Yes indeed. But are data are weak (often as few as 3 batches). When we try MVN the MCMC has trouble. But this point is well taken.

Re: “weakly informative priors”
Good point. We will tighten our priors.

Re: “Why discount the old data?”
Old data comes from different (but similar) products. Regulators (FDA) do not trust that old data are 100% exchangeable. We use scientific arguments to justify similarity but quantification is always subjective here. So we hedge - discount. Time series is an interesting approach - need to look into that.
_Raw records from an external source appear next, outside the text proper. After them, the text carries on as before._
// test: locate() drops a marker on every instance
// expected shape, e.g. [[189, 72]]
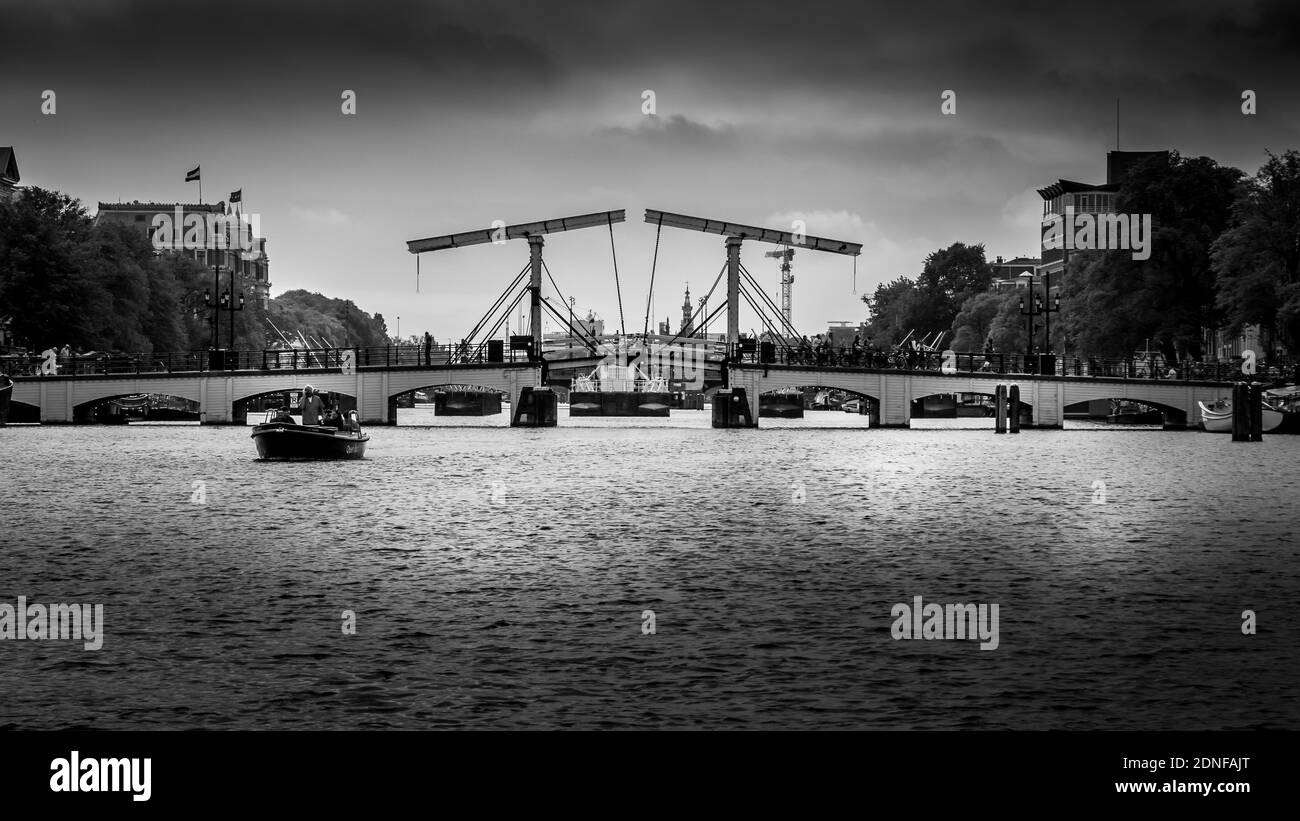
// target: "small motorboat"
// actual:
[[287, 439], [1217, 417]]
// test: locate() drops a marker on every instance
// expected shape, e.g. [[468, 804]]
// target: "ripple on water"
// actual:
[[499, 578]]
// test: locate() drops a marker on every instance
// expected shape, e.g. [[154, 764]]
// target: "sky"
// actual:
[[765, 113]]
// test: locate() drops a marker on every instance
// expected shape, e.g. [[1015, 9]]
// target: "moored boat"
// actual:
[[1217, 417], [287, 439]]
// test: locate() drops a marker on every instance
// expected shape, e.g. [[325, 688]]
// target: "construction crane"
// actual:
[[787, 279]]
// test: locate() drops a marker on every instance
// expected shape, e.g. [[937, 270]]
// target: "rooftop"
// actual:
[[139, 205]]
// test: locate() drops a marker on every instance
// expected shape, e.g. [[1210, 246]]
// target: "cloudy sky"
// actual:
[[766, 112]]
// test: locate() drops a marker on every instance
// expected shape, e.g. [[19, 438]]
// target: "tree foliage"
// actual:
[[930, 303], [1256, 260], [1112, 303], [65, 279]]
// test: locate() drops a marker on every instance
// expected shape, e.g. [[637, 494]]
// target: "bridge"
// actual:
[[372, 377], [376, 377]]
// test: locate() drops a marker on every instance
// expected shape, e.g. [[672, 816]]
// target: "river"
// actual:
[[508, 577]]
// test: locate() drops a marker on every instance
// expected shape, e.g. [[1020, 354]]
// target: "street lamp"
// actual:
[[225, 300], [1038, 307]]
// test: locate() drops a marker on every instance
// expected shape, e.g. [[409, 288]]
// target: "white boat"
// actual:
[[1217, 417]]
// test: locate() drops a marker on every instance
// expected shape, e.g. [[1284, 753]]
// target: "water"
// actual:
[[499, 577]]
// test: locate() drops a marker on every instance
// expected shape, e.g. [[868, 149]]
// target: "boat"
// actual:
[[781, 405], [282, 439], [619, 390], [1217, 417], [1123, 412], [5, 392], [1286, 400]]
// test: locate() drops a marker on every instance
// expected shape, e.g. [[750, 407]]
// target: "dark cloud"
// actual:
[[675, 131]]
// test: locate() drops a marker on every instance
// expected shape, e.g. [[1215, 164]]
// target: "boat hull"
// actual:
[[282, 441], [619, 403], [1221, 421]]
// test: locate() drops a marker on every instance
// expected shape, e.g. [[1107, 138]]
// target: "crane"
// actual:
[[787, 278]]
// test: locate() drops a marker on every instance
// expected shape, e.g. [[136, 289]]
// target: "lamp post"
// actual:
[[1038, 307], [222, 300], [207, 303]]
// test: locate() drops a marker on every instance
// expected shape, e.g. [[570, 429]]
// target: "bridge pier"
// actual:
[[735, 408], [534, 407]]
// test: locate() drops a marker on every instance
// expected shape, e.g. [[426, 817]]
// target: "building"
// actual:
[[688, 328], [1083, 198], [1010, 273], [251, 266], [8, 174]]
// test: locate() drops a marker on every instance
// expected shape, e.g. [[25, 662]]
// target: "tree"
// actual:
[[1256, 261], [930, 304], [1112, 303], [42, 282], [974, 324], [334, 322]]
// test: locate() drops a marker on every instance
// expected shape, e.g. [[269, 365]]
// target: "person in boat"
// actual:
[[311, 407]]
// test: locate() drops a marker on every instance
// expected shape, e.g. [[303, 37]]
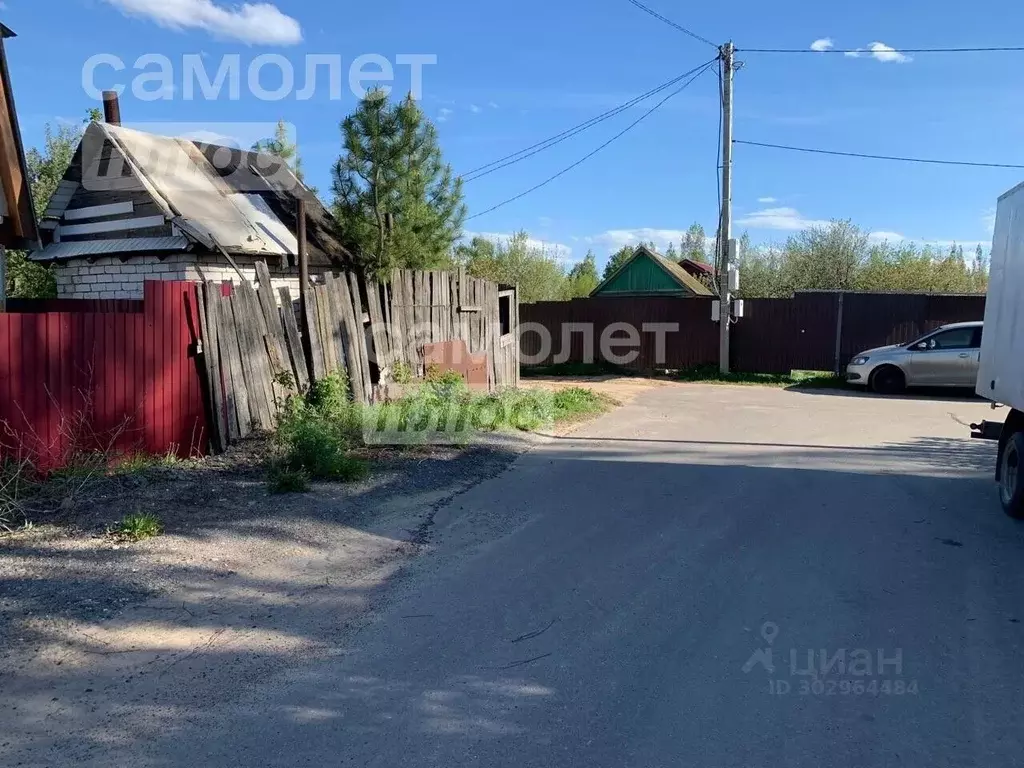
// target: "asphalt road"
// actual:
[[616, 598]]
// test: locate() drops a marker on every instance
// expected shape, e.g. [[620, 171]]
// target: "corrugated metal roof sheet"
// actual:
[[683, 276], [184, 177], [57, 251]]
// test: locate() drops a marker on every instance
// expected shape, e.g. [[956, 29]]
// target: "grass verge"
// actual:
[[137, 527], [799, 379], [324, 435]]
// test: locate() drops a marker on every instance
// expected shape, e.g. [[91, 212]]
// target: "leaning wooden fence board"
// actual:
[[258, 353], [360, 340]]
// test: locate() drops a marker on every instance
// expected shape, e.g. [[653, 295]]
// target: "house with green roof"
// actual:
[[650, 273]]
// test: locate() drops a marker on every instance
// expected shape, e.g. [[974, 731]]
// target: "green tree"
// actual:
[[616, 259], [583, 278], [396, 202], [538, 273], [28, 280], [825, 257]]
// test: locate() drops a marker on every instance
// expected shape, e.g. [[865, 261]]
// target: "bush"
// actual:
[[315, 433], [284, 480], [17, 482], [137, 527], [577, 401], [444, 387]]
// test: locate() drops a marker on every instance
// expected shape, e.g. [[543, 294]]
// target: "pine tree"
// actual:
[[583, 278], [395, 199], [619, 258], [282, 146], [694, 244], [29, 280]]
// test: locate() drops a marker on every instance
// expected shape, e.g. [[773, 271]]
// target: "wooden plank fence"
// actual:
[[259, 351]]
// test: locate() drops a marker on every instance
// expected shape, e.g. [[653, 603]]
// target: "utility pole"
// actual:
[[725, 225]]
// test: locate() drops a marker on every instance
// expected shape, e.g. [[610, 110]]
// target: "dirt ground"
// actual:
[[237, 568], [621, 388]]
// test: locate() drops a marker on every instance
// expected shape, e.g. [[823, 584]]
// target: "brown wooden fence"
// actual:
[[812, 331]]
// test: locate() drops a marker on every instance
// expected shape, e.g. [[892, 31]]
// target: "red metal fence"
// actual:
[[812, 331], [85, 379]]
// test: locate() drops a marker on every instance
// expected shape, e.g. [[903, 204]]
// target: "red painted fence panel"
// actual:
[[90, 379]]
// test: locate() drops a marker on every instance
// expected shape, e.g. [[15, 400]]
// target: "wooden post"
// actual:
[[300, 236], [112, 108]]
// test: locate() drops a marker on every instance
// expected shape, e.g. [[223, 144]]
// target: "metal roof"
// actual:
[[58, 251]]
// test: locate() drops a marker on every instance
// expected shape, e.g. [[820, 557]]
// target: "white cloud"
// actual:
[[989, 220], [884, 237], [251, 23], [787, 219], [880, 52], [559, 251], [883, 52]]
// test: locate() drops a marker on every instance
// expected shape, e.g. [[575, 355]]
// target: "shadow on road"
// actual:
[[918, 393], [568, 587]]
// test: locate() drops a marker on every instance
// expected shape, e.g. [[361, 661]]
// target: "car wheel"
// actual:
[[1011, 486], [888, 380]]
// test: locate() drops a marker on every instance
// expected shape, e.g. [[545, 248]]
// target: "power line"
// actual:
[[587, 157], [868, 51], [532, 150], [669, 22], [877, 157]]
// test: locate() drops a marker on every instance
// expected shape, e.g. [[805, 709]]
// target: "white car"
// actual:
[[946, 357]]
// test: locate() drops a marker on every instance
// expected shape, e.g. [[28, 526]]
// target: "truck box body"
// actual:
[[1000, 378]]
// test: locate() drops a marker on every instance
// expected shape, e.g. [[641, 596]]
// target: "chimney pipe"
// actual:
[[112, 108]]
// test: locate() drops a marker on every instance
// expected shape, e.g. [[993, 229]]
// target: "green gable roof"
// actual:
[[649, 273]]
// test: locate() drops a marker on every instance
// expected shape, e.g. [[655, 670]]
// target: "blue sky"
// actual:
[[512, 74]]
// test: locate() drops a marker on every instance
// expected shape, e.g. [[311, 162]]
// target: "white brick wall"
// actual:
[[109, 278]]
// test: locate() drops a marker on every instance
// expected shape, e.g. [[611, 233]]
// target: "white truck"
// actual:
[[1000, 377]]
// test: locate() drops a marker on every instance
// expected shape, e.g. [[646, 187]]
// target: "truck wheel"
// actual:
[[888, 380], [1011, 481]]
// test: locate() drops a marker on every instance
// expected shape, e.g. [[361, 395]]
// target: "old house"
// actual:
[[17, 220], [650, 273], [135, 206]]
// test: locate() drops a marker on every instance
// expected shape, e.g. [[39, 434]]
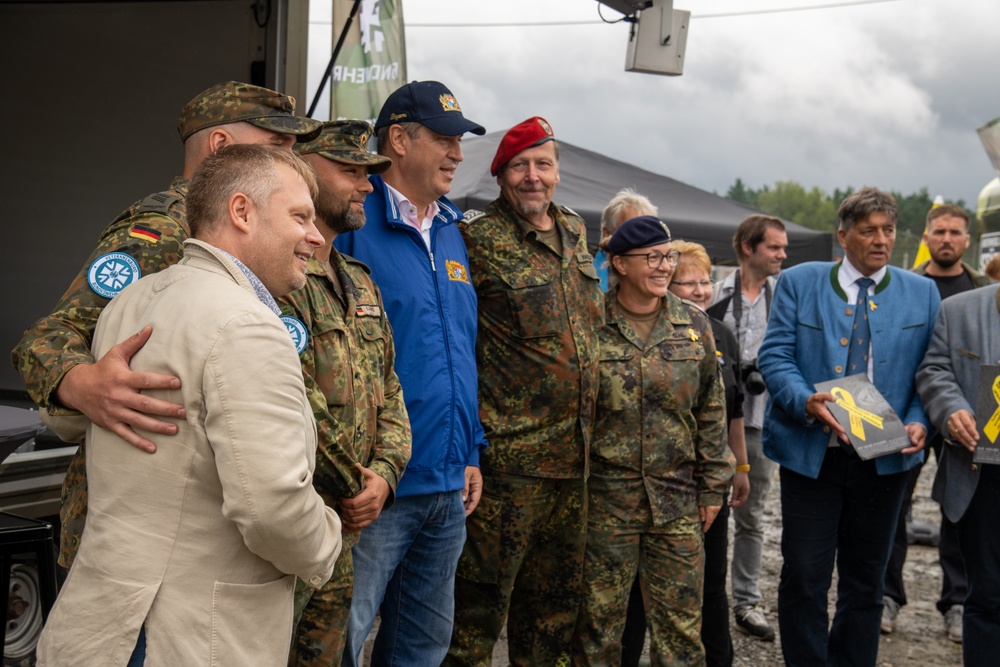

Re: “This depends on what you’re trying to cross-validate”
This makes me think. Our process is longitudinal (independent measurements over time) not time series. We want to use loo as a metric for how well we can predict the measurements on future batches of product A, given early measurements on a few batches of product A and much more prior information about many more batches from related products B, C, D,… I guess I need to know the proper way to construct log_lik so the resulting loo does what we want.

Please forgive the crude way I’m responding. Have not learned all the Forum tricks…

Re:“I’m not sure what you mean here [ how to estimate the log_lik].”
Attempt to clarify my ignorance: The likelihood in our model block includes data from our target batch (A) as well as (discounted) data from prior batches (B,C,D,…). But I felt the log_lik created in the generated quantities should only include contributions from target batch (A) data since we want loo to measure how well we can predict future measurements from batch A (not from batches B,C,D…). Does that make sense?

Re: “I find it easier to work with maximizing expected log predictive density (ELPD)”
OK. We can switch to ELPD then. Thanks.

Re: “You will probably get better behavior with a non-centered parameterization”
Thank you for that and for the example code. I will try NCP. Currently we have do have convergence issues, funnels, and maybe that will fix those. Very cool vectorization!! :-)

Re: “leave future out paper”
Thanks for the link to this paper. I will read up on this and be better off!! Thanks again Bob!!

Sorry for not seeing this sooner, but yes, you can treat the earlier data as part of the prior.

Thank you Bob. This forum has really been very helpful to me!!

Thanks, Dave